Today we witness a rather different “International Community” in that it has decided to prevent despots such as Muamer Gadafi from murdering his own people en masse. That kind of an international community did not exist when Muslims of Bosnia were slaughtered in the hundreds of thousands by, primarily, Orthodox Christians.

 

Given what we all know now about what transpired in Bosnia and Herzegovina, and given the lessons learned from that failure of the international community to act in order to preserve the lives of civilians, it is time that we proclaim that the Dayton Accords are an abrogation of justice and that the situation in Bosnia and Herzegovina be restored according to the will of the electoral majority expressed in the referenda in February and March of 1992.

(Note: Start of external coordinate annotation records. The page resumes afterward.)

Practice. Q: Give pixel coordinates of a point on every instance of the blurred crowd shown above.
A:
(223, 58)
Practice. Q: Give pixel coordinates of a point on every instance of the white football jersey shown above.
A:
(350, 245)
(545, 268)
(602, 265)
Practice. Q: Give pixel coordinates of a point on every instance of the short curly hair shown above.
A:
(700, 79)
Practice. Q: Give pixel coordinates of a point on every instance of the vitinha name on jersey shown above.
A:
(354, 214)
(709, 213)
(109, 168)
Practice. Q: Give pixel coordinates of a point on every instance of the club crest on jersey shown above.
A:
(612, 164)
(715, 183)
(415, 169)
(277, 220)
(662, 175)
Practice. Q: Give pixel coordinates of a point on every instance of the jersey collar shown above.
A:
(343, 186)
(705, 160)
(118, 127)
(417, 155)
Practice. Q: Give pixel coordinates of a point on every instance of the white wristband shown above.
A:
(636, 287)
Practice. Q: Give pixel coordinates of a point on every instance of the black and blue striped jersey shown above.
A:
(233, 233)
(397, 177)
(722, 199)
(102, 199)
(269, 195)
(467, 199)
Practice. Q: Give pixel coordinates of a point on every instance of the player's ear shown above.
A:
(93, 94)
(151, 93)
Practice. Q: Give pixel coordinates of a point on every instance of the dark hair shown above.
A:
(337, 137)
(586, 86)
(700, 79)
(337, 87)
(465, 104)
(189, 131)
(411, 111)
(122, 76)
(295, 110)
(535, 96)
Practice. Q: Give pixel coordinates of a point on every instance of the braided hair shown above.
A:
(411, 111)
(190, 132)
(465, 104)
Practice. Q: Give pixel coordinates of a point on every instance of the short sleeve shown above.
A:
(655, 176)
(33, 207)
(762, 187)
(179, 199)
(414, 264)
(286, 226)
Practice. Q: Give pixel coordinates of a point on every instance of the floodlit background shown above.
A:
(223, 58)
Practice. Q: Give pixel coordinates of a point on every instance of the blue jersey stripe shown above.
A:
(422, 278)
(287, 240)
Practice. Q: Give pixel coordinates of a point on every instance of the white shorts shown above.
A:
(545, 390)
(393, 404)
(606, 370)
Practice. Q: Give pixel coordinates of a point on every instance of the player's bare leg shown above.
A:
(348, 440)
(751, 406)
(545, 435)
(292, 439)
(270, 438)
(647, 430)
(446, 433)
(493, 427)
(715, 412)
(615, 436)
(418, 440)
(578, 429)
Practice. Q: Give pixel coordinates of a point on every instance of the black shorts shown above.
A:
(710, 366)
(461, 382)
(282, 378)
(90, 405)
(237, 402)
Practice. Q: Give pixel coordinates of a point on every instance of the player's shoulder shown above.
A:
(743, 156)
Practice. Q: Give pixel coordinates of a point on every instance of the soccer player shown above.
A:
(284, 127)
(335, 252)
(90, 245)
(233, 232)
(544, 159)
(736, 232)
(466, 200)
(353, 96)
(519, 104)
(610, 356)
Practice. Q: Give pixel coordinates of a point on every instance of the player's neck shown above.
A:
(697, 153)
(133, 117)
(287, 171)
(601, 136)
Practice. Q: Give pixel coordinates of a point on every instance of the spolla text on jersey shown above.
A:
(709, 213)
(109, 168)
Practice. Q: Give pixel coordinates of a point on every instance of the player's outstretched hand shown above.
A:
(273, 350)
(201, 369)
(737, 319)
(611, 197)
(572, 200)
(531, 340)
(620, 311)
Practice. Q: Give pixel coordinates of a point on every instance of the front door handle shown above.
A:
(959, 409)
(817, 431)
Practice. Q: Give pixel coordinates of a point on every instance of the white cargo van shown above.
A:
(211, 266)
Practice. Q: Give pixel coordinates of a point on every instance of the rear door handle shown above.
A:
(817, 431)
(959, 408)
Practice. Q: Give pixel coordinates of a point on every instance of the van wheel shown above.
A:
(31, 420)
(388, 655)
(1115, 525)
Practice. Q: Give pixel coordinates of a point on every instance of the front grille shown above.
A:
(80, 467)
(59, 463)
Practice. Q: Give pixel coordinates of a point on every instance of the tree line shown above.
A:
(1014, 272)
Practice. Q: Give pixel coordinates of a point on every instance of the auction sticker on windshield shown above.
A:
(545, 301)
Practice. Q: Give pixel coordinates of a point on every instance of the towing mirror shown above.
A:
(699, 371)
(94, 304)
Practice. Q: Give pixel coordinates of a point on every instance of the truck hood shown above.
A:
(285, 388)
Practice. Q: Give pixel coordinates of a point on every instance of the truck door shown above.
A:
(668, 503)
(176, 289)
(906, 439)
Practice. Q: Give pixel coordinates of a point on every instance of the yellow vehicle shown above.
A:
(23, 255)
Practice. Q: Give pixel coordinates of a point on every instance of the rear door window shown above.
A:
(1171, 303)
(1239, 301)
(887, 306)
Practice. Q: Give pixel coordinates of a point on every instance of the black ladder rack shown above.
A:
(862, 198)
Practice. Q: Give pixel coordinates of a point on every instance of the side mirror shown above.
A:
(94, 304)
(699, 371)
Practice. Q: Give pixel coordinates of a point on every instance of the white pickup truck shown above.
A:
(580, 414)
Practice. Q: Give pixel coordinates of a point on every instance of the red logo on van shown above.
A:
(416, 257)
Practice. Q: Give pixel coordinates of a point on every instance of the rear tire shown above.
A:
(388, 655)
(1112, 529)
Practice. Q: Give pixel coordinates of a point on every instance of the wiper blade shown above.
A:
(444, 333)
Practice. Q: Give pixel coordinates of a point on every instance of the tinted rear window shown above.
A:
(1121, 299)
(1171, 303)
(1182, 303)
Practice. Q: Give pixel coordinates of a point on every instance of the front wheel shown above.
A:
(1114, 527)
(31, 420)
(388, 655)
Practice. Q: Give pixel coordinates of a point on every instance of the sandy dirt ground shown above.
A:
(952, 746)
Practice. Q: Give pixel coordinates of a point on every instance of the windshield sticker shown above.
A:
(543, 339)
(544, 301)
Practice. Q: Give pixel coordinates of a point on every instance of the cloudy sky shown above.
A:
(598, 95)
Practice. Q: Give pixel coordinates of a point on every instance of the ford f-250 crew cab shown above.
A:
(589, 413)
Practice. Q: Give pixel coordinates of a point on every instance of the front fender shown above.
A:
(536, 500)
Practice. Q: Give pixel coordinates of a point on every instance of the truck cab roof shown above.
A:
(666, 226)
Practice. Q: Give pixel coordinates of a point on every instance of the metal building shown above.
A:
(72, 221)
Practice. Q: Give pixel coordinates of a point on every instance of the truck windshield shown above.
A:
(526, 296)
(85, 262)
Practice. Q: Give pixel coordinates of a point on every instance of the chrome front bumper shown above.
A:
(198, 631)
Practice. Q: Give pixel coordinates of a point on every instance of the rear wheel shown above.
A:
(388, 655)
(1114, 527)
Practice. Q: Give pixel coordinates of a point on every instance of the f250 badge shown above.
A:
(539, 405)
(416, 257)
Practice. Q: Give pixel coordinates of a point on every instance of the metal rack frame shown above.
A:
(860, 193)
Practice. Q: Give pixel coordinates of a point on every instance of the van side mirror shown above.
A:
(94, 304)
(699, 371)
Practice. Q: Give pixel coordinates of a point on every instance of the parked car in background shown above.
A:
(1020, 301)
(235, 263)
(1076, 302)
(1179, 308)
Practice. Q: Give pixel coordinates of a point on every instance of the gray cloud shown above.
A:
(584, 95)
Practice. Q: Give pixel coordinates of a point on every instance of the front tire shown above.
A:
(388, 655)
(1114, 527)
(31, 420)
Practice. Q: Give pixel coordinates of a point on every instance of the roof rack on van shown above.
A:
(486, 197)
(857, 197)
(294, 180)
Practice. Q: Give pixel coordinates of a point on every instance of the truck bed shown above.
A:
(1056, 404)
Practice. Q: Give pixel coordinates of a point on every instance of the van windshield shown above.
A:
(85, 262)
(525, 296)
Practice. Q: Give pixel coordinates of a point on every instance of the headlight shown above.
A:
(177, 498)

If we really want to prevent future genocides we must do much more than sympathize with the victims. We have to comprehend the psychological depth of the perpetrators of genocide and indifference of genocide observers.  We have to learn what makes some persons, who were once normal, to hate other persons and people to the extent that they want to systematically and methodically eliminate them all! But we also need to learn about those who support genocide against innocent people or observe it from the distance! We need to learn more about them too! We need to learn about genocide not only as of historical facts but also as a means to teach our children about the dangers of human intolerance. We must teach younger generations to appreciate democracy and human rights and encourage them to reject hatred, intolerance and ethnic conflicts so that "never again" is really true, so that neither Auschwitz nor Srebrenica ever happen again!